Shelters and Public Health: A Winter Institute Final Report

Publication Summary

Hosted by the National Collaborating Centre for Infectious Diseases (NCCID), Shelters and Public Health: A Winter Institute (the Winter Institute) brought together over 100 community experts, policy makers and public health personnel from Northern Alberta, Saskatchewan, Manitoba and Northwestern Ontario, to explore the potential for partnerships between shelters and public health.

NCCID designated this region for the project because this part of Canada is not represented widely in national literature around houselessness and because the region shares relevant characteristics, such as climate, geography and dispersed communities. The event was held in Winnipeg and started at noon on Tuesday, February 7 and concluded at mid-day on Thursday, February 9, 2023. The event included plenary presentations, concurrent sessions and facilitated small group discussion groups to encourage information sharing, relationship building, and applying the presentations to participants’ work contexts.

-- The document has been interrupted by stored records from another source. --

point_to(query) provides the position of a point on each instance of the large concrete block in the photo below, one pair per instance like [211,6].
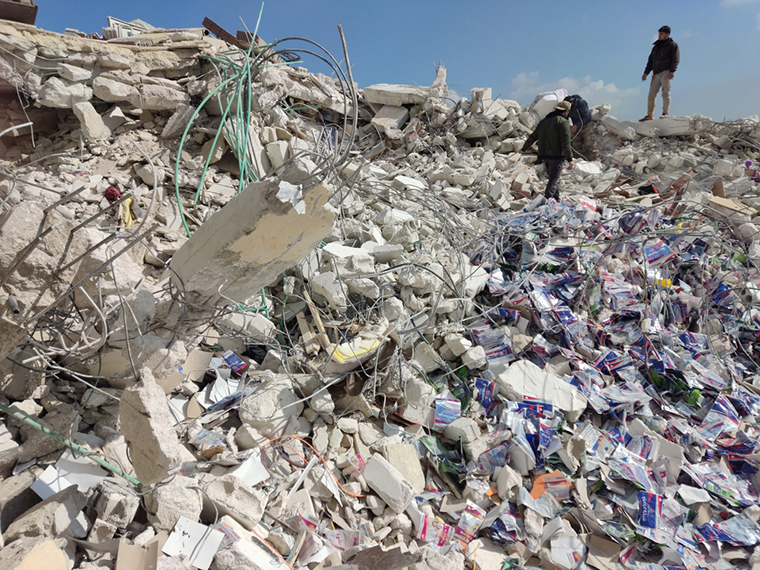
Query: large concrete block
[523,378]
[233,497]
[61,94]
[36,281]
[92,125]
[146,423]
[271,405]
[388,483]
[397,95]
[390,117]
[250,242]
[113,91]
[404,457]
[50,518]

The agenda for the gathering was informed by the engagement process NCCID held over the fall months leading up to the Winter Institute (more below). Shelter leaders raised some key issues and themes to address, and these were reflected in plenary presentations for the whole group. The concurrent sessions were around more specific topics that came up during the consultations. Participants brought high energy to the event; they were very engaged in discussion, in meeting others, and sharing information and working towards finding ways to better serve their communities. Given that the participants represented many different sectors and geographical locations and that many did not know each other beforehand, the buzz of conversation was notable during breaks and discussion groups.

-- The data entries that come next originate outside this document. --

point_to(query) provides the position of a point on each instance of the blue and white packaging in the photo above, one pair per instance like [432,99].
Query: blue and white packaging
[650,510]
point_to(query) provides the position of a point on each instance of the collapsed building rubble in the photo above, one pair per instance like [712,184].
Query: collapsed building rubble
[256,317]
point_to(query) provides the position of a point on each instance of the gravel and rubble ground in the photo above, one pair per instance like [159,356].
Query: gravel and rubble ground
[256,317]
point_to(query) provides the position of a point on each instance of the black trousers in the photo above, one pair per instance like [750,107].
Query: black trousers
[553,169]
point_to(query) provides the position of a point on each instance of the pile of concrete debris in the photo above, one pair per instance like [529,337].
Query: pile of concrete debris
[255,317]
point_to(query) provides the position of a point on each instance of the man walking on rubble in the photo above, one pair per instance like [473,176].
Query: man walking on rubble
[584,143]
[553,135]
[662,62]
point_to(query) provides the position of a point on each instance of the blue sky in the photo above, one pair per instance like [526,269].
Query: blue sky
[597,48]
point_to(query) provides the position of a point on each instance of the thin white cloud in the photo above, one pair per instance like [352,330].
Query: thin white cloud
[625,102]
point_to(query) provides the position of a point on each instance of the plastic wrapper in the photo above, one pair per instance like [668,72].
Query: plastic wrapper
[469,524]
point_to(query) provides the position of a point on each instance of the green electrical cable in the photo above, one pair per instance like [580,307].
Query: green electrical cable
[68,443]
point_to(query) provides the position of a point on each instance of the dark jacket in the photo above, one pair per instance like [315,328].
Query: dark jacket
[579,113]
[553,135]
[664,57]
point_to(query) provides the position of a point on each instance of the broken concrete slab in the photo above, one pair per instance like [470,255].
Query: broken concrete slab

Some of the key highlights:

  • 100% of the participants indicated that this is the first time they have participated in a meeting like this, to discuss connections between public health and shelters.
  • Public health could and should be “on the ground” more, spending more time in shelters and speaking with staff and directors to learn what is needed. At the same time, public health is not funded adequately, faces staffing shortages, and is often prioritized after acute health care units.
  • Partnerships between shelters and public health do happen, often with results that have improved the health of people who use shelters, and we can learn from these examples. In particular, the response to the COVID-19 pandemic often led to increased connections and conversations between shelters and public health.
  • Cross-sector and jurisdictional collaboration are essential to dismantle the “silos” of health and social services to better meet the needs of people who use shelters. Entrenched systemic inequities, stigma, discrimination and racism, and general health care shortages all contribute to barriers to care and shelters “stepping in” to provide care “on the frontlines”.
  • The demands and stress on shelter staff, who often work for low pay without benefits, to meet the needs of people who use shelters must be recognized and planning must take into consideration the wage disparities between shelter and public health staff.
  • Participants reiterated the need for continued conversations and connections between shelter staff and leadership and public health policy makers and personnel. Some suggestions identified to move this process forward were to develop a regional network, with shelters and public health, as well as offer opportunities for the groups to meet separately, and platforms on which to share information and network.
  • Culturally safe, trauma-informed and harm reduction-oriented health care are all foundational to create services that welcome people who use shelters and provide care rooted in respect, dignity and to dismantle systemic inequities and violence.